Siliziumchips mit Schlammschnecken
Siliziumchips mit Schlammschnecken
Jahrestagung der Deutschen Gesellschaft für Biophysik
Vom 4. bis 6. Oktober 1999 findet die Jahrestagung der Deutschen Gesellschaft für Biophysik e.V. (DGfB) in Ulm statt. Tagungspräsident ist Prof. Dr. Gerd Ulrich Nienhaus, Leiter der Abteilung Biophysik der Universität Ulm. Zu dieser Tagung werden rund 200 Teilnehmer vor allem aus Deutschland und daneben aus - insbesondere deutschsprachigen - europäischen Ländern erwartet. Die Deutsche Gesellschaft für Biophysik mit Sitz in Frankfurt am Main hat etwa 500 Mitglieder. Sie gliedert sich in die Sektionen Molekularbiophysik, Membranen, Zellen und Netzwerke sowie Strahlen- und Umweltbiophysik. Die DGfB ist Mitglied in der EBSA (European Biophysics Societies' Association) sowie der IUPAB (International Union of Pure and Applied Biophysics).
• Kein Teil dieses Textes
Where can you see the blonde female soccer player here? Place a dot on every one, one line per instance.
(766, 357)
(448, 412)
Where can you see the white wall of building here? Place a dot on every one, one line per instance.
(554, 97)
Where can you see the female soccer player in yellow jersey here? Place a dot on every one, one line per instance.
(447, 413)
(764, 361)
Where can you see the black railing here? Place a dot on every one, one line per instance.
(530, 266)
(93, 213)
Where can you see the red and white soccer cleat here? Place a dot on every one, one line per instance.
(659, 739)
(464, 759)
In der Biophysik werden physikalische Methoden und Versuchsanordnungen zum Verständnis von Lebensvorgängen herangezogen. Die Vielfalt der Strukturen und Prozesse, die innerhalb der lebenden Materie begegnen, spiegelt sich in der Mannigfaltigkeit der Forschungsthemen wider. Auch das Programm der DGfB-Jahrestagung repräsentiert diese Breite des Forschungsspektrums.
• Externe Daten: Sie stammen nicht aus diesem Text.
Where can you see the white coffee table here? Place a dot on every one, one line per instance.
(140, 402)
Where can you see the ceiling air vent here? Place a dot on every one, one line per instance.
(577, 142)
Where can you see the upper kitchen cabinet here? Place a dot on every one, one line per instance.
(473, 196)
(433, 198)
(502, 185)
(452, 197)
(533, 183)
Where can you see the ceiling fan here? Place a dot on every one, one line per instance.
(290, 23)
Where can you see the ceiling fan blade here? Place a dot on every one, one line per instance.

In der Molekularbiophysik steht die Untersuchung von Struktur und Dynamik biologischer Moleküle im Vordergrund. Biomoleküle sind komplexe molekulare Maschinen. Ziel der hierauf gerichteten Forschung ist es, die Funktionsmechanismen von Biomolekülen im Detail zu verstehen. Diese Kenntnisse bilden die Grundlage für Anwendungen in verschiedenen Disziplinen, wie Medizin, Pharmakologie, Biotechnologie oder Umweltschutz. Ein aktueller Schwerpunkt der Tagung liegt auf der Untersuchung dynamischer Prozesse in einzelnen Biomolekülen.
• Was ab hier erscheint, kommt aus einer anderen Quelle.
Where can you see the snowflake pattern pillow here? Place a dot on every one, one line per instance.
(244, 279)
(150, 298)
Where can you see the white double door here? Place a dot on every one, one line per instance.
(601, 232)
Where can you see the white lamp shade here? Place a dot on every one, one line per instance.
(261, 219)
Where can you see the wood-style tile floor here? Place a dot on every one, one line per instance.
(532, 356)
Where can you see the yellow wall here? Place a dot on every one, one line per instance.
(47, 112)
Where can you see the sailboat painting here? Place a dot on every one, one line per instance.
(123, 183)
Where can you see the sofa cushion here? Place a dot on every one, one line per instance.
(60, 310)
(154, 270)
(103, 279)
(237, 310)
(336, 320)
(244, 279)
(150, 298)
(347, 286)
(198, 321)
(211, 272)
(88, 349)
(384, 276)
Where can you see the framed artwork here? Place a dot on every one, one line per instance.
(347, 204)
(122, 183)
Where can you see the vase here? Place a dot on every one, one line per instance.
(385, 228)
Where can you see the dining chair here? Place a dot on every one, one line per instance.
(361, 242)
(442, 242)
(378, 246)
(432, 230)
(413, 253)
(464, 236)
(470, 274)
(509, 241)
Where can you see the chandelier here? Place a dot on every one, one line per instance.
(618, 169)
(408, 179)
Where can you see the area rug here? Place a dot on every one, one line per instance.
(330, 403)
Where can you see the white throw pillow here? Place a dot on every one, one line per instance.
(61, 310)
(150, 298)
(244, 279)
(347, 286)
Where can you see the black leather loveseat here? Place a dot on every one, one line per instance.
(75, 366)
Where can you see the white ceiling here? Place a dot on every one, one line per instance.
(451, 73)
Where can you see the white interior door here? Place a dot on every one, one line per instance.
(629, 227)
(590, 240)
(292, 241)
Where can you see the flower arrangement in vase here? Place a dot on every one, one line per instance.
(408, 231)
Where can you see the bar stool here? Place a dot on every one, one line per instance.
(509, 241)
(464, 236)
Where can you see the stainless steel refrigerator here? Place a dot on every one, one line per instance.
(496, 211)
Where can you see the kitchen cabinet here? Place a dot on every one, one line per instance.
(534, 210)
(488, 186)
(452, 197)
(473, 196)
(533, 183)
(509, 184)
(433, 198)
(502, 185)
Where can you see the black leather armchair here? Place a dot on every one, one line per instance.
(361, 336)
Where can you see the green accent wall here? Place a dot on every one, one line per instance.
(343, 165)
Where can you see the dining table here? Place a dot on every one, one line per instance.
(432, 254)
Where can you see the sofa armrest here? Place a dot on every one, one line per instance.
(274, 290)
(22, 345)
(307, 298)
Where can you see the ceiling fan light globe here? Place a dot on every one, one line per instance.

Auch die Forschungsschwerpunkte des Ulmer Biophysikers Prof. Nienhaus und seiner Arbeitsgruppe gehören dem Bereich der molekularen Biophysik an. Um die Lebensvorgänge auf molekularer Ebene zu verstehen, müssen die konformationellen, energetischen und chemischen Veränderungen der molekularen Funktionsbausteine aufgeklärt werden. Mit Hilfe der Laserspektroskopie untersuchen Nienhaus und Mitarbeiter unter anderem funktionsrelevante Bewegungen von Proteinen. Prozesse auf allen in Betracht kommenden Zeitskalen, von langsamen bis hin zu extrem schnellen Abläufen, die sich in weniger als einer billionstel Sekunde vollziehen, können dabei erfaßt werden. In jüngster Zeit wurden in der Ulmer Abteilung Biophysik hochempfindliche Meßmethoden entwickelt, mit deren Hilfe solche Strukturänderungen an einzelnen Biomolekülen beobachtet werden können.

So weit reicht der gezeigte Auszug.